DOKK / manpages / debian 11 / libtest-harness-perl / App::Prove.3pm.en
App::Prove(3pm) User Contributed Perl Documentation App::Prove(3pm)

App::Prove - Implements the "prove" command.

Version 3.42

Test::Harness provides a command, "prove", which runs a TAP based test suite and prints a report. The "prove" command is a minimal wrapper around an instance of this module.

    use App::Prove;
    my $app = App::Prove->new;
    $app->process_args(@ARGV);
    $app->run;

"new"

Create a new "App::Prove". Optionally a hash ref of attribute initializers may be passed.

"state_class"

Getter/setter for the name of the class used for maintaining state. This class should either subclass from "App::Prove::State" or provide an identical interface.

"state_manager"

Getter/setter for the instance of the "state_class".

"add_rc_file"

    $prove->add_rc_file('myproj/.proverc');

Called before "process_args" to prepend the contents of an rc file to the options.

"process_args"

    $prove->process_args(@args);

Processes the command-line arguments. Attributes will be set appropriately. Any filenames may be found in the "argv" attribute.
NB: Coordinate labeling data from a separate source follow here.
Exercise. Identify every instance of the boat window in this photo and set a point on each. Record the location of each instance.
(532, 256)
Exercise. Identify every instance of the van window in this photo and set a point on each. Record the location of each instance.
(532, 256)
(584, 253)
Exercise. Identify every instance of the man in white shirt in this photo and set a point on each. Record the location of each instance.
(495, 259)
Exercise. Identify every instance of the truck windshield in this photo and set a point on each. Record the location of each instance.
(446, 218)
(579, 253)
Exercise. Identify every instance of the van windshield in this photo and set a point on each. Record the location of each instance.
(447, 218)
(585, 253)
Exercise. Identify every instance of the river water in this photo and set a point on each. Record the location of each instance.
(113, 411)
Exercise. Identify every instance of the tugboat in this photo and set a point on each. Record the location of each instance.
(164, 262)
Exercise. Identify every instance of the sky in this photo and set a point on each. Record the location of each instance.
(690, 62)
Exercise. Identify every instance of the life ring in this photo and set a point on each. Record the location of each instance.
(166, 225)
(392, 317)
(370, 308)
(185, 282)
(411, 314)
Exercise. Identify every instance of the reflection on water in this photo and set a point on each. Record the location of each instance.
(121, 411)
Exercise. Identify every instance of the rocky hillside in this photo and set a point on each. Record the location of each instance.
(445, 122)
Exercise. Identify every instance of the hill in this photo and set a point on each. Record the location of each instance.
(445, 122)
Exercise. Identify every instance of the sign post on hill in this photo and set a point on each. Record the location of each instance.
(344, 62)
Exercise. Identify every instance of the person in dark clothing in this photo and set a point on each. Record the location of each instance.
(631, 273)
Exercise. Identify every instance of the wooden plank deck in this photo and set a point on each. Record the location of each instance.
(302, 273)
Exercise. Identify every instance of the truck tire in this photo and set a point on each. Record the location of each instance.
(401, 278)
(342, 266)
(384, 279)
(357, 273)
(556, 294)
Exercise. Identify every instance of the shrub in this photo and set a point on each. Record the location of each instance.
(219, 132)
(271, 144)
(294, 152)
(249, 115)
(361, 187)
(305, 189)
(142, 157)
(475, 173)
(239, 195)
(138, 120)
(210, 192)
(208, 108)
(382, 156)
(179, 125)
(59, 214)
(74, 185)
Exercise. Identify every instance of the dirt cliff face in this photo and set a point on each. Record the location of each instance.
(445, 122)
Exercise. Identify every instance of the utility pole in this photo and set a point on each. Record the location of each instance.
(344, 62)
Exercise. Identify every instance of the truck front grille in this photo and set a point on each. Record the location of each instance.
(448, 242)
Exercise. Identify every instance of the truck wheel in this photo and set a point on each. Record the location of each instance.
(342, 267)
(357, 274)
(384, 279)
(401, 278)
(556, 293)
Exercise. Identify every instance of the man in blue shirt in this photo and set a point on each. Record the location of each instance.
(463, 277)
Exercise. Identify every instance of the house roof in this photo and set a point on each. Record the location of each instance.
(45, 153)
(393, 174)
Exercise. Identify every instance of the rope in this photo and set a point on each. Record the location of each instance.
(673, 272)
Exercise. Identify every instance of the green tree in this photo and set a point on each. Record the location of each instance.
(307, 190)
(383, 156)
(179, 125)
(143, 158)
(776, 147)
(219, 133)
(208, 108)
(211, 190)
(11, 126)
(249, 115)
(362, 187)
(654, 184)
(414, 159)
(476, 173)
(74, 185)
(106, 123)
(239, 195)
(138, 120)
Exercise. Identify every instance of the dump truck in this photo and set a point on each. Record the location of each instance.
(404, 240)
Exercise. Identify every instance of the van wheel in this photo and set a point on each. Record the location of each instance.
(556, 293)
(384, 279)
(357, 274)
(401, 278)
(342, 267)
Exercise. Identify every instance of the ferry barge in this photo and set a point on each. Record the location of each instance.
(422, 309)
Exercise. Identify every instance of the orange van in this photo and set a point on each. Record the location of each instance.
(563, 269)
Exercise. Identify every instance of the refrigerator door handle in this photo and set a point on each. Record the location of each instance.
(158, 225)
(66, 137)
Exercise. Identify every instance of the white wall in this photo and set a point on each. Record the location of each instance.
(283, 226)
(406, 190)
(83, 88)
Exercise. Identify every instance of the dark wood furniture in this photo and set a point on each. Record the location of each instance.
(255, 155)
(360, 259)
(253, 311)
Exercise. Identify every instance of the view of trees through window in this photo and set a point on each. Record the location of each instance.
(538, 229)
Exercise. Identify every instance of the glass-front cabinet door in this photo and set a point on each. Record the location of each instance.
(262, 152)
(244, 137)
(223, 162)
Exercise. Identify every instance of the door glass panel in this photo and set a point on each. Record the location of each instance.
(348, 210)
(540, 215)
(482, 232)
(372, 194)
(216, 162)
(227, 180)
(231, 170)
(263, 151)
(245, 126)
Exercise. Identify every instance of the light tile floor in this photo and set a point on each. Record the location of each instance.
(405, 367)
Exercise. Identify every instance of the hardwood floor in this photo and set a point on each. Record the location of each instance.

Dies on invalid arguments.

"run"

Perform whatever actions the command line args specified. The "prove" command line tool consists of the following code:

    use App::Prove;
    my $app = App::Prove->new;
    $app->process_args(@ARGV);
    exit( $app->run ? 0 : 1 );  # if you need the exit code

"require_harness"

Load a harness replacement class.

  $prove->require_harness($for => $class_name);

"print_version"

Display the version numbers of the loaded TAP::Harness and the current Perl.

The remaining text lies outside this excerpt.